ミラーレスで撮るモノクロは最高で、結果が見えているので試行錯誤をしてゆっくり撮ることが多い。だから単写。
シャープネスとコントラストは人によりけりだと思う。ただ、デジタルらしいキリリとした質感描写とドキッとするシャープネスを実現するためにはその設定がベストと感じる。なお
これはまったくそういう弄り方をしていない。本当にただのモノクロ。マイクロフォーサーズはレンズが十分シャープだからやらなくてもいいのかもしれない。
諧調は絶対Low!マイクロフォーサーズのカラー写真がフルサイズに見劣りする瞬間って、明暗差が激しいときと暗い写真や影の多い写真だと思う。これは物理的なダイナミックレンジの話ですね。
E-M1 Mark2はかなり改善してるけど、古い機種は暗部と明部の差がデカすぎると飛んでしまうことが多かった。
するとなんか連続感のないのっぺりした写真になってしまう。逆にそういうシーンをモノクロにするといい感じになったりすることもある。粗々しさが凛々しさを生むというかなんというか。
話しを戻すと、フルサイズで撮った諧調豊かな写真のもつゴージャスさをいかにマイクロフォーサーズで表現するか色々考えた。
たぶんなんだけど、オリンパスもパナソニックもシャドーを露出+2ほど、ハイライトは-3くらい弄っていると思う。
その結果、暗部と明部の差が少ない写真になっている気がする。
モノクロの場合、ハイライトを撮っても面白くない(ただの白なので)。だから、諧調をLowにして、不要な暗部の持ち上げを阻止し、センサーのダイナミックレンジをシャドーに使ってやろうという魂胆だ。
そして、もっともっとシャドーの連続感を感じたい方には、ハイライト&シャドーコントロールを弄ることをお勧めする。
そしてその設定をカスタム設定として、C1からC3のいずれかに割り当てればいつでもその設定が使えるわけだ。ちなみに私はこれをC2に登録している。

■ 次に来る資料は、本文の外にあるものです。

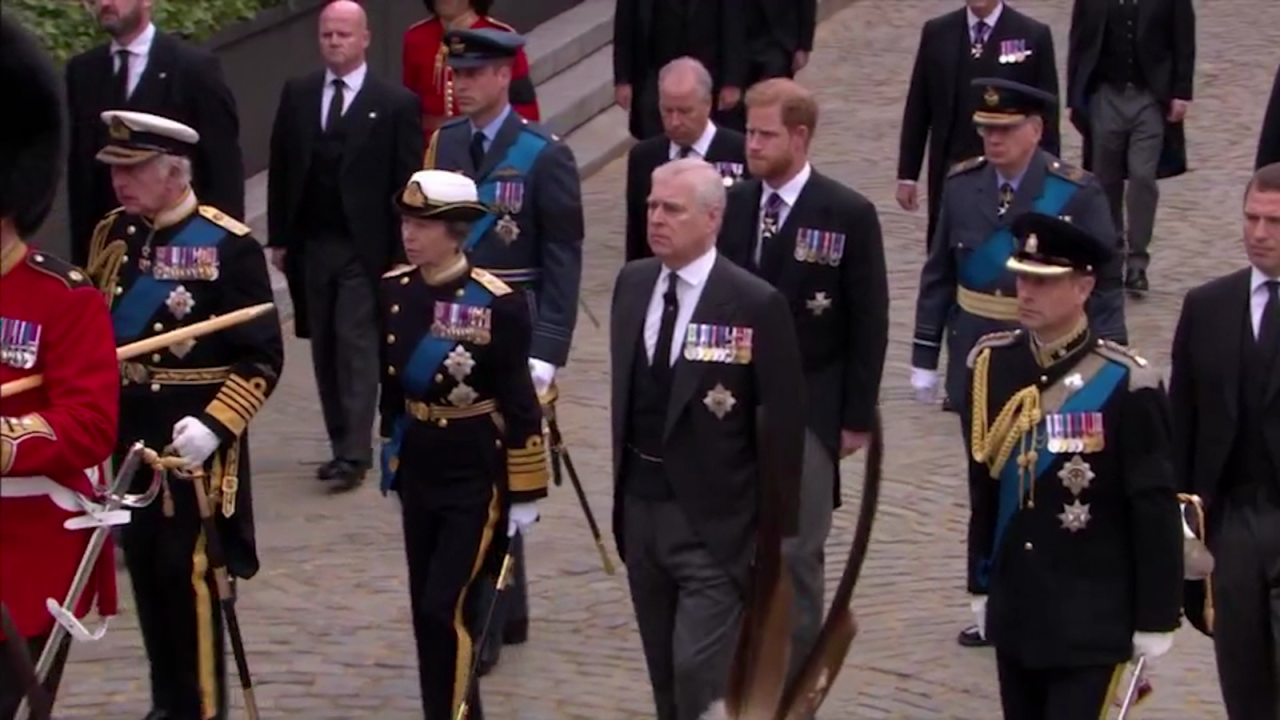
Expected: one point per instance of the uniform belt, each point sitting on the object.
(991, 306)
(440, 414)
(137, 373)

次にお話したいのは、オリンパスの売りであるラフモノクロとの違いだ。
オリンパスはアートフィルターの先駆者で、一時期はかなりアートフィルターを推していた。フィルター効果が自分の写真に思わぬ変化や気付きを与えてくれると思う人は結構いるんじゃないか?
それって結果の見えるミラーレスだからできることよね。
ということでラフモノクロとの違いを説明します。
ラフモノクロとの違い
さてさて、ただのモノクロとラフモノクロの違いを説明しよう。
とりあえず、この写真をオリンパスの公式ソフトで現像する。
名前は知らないがこのどっかの家の庭先にあった葉を題材とする。
これをオリンパスのソフトでモノクロにしただけの写真がこちら
特に面白みはない。ここから露出を下げて、諧調を下げると
JPEGを加工しただけなので、完全な"ただのモノクロ"のセッティングではないですがこんな感じ。ちょっとやりすぎですね。コントラストが高くなりすぎてます。
納得いかなかったのでもう少し和らげると
このくらいが自然ですかねぇ。カメラのただのモノクロならもっともっとシャドーの感じが深くてエモいです。ソフト的な処理なのでそれは再現できません。
お次にラフモノクロ
E-M1 Mk2にはラフモノクロが2つありますので両方見せます
まずラフモノクロⅠをそのまま適用したもの
ノイズを乗せてくれるのと、コントラストが高めになる。ちょっと荒々しくメリハリがある。ただシャドーのつながり感でいうと微妙。
こちらは露出を下げたものだけど、やっぱりコントラストが高くてこういう場合には合わない気がする。
次にラフモノクロⅡ
さっきよりはコントラストが低くて使いやすい。ただ、ノイズはこういう写真にはいらんな。
露出を下げたのがこちら
やっぱコントラストがね。
という感じでただのモノクロの艶感というか、コントラストの低さがいい感じなのがわかって頂けたかと思う。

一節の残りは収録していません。